What was your biggest break through that helped get you to where you are now?
There must have been a moment when my ability to take a idea from my head and articulate it with my hands felt completely uninhibited, like there were no road blocks whatsoever. I would contribute that experience to just being an eager student of design, art and fashion, and most importantly production. I worked hard to develop a holistic approach to design, which required that I be fluent in every aspect of it, from concept to finished product to how it is presented and defended.
Your leather goods are beautiful and clean and you seem to introduce a new type of product along side them each season with Draught. What have you got coming down the pipe that you are stoked about?
The new collection will focus on imagery and figures from Memphis hip-hop in the early 90s. I selected a handful of key artists to focus on, including Tommy Wright III, DJ Zirk, La Chat, and Project Pat, and I have loosely confirmed interviews with each of them, respectively. My approach to the project feels anthropologic given that I haven't actually been to Tennessee, and culturally speaking, I grew up in a small town in Montana, which might as well be on the other side of the world from North Memphis. I'm obviously a big fan of the music, but I'm also fascinated by this small movement in particular given the lasting impact it had on the genre, and that the production and subject matter is so unique to that region. It was also pre-internet, which makes researching the topic surprisingly difficult. Most importantly, I'm interested in identifying intersections between this small movement and any creative practice. I hope to talk about that through artwork and product in the collection. The work will be somewhat of an homage, but mostly just a broad and fluid concept projected through the lens of Draught which is always a little weird in general. For instance, each key figure will get a handmade flag and jacket in the collection, and the artwork and copy will be pulled down into other objects. My dream would be to fly out to Memphis this year and shoot portraits of the artists and the places that produced that sound.

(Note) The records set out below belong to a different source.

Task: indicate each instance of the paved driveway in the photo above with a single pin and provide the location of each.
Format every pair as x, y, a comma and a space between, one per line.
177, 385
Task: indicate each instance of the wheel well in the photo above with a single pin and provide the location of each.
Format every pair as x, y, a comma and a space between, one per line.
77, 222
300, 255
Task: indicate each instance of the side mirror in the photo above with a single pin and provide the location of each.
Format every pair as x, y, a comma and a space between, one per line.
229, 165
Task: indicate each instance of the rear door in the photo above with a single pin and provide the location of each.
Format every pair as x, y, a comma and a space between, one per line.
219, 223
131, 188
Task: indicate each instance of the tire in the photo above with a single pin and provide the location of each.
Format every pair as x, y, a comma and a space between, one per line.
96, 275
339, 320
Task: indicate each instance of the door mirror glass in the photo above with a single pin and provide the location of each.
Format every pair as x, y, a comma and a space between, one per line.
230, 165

I will also be introducing new bag silhouettes and elevating presentation/execution of existing pieces for the sixth collection. I designed a couple of new bags with intentions of fully producing them outside of my workshop in the same factory we make our jackets here in Portland. Since my business partner owns the factory, I've been working closely with him on the factory floor to comfortably expand its making capabilities. It will be a milestone for me personally given that I rarely produce anything outside of my workshop, and should hopefully offset the price and inaccessibility of some of the more complicated and expensive offerings.
What is your favorite piece you have done and why?
My leather backpacks. I think they are simple and beautiful.
You’ve been in the game for a little bit now. Who is your favorite living/non living designer or line of work? Do you have any up and comers on the scene that you think have a chance of really making some noise?
I love Common Projects and how they have positioned themselves in the market. It's very sophisticated and I admire that. 69 out of LA is making the most interesting and strange work, and I admire that as well.